We need to start creating and then sharing valuable information more strategically throughout the entire process, pre-and post-sale. It’s about using content wisely, sharing it with caution and thinking more and sending less. As sales professionals, we’ve never had it so good in terms of the tools available to use but with choice comes a further challenge.

Many opt for that old stalwart, the emailed PowerPoint presentation. Now, while I am of the firm belief that in the right hands, with a skilled presenter and a strong presentation creation process, PowerPoint can be a powerful meeting engagement tool; it loses all impact when sent as an attachment. It simply doesn’t provide the connection required as a sales tool.

With this in mind, many turn to video. After all, respected analysts like Aberdeen Group tell us that companies that use video are growing revenue 49% faster than those who don’t. However, don’t get over-excited – video is not a panacea and those fancy videos created by your marketing team that now adorn your YouTube channel may actually be hindering your sales conversation. Why? They are simply not focused enough and by sharing them too liberally you’re inadvertently adding to the sales ‘noise’. Generic videos are perfect for buyer research, but they won’t help you close.

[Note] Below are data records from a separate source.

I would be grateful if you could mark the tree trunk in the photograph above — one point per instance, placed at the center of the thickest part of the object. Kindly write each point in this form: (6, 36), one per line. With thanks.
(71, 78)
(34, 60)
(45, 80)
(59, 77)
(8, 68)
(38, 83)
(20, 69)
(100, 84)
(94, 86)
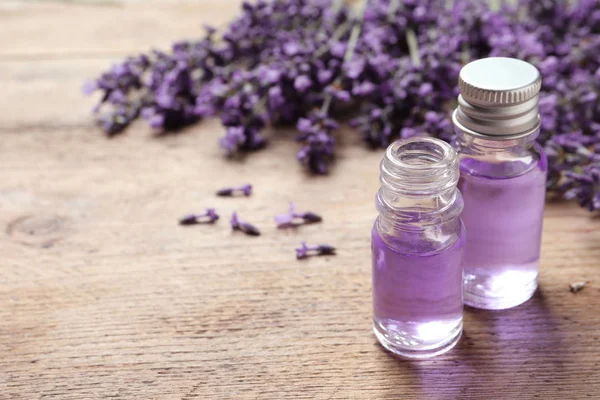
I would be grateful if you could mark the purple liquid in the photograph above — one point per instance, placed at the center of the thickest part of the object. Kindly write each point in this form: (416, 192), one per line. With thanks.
(417, 297)
(503, 217)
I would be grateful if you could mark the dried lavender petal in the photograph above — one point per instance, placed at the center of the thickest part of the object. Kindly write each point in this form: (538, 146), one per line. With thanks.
(248, 229)
(322, 249)
(189, 219)
(237, 224)
(326, 249)
(311, 217)
(577, 286)
(209, 216)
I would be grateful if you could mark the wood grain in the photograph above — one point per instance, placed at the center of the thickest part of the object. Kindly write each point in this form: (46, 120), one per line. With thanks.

Assuming that you’ve created a short, pithy and valuable video asset that will support the next stage of your sales conversation, how do you ensure it gets watched by the right people? Buyers have become immune to emailed links to video while increased IT security mean that a loaded branded USB is never going to see the light of day. As a result, people are starting to rethink the different stages of the sales process and move to new hybrid solutions like Eyeful Lens.

In short, the ball is in our court. Buyers are increasingly deafened by sales ‘noise’ and it is incumbent on us to rethink and refocus our engagements with them. New technology CAN help but nothing will improve if we don’t ween ourselves off a ‘spray and pray’ approach to sales engagement.

So… what can you do differently to reduce the noise?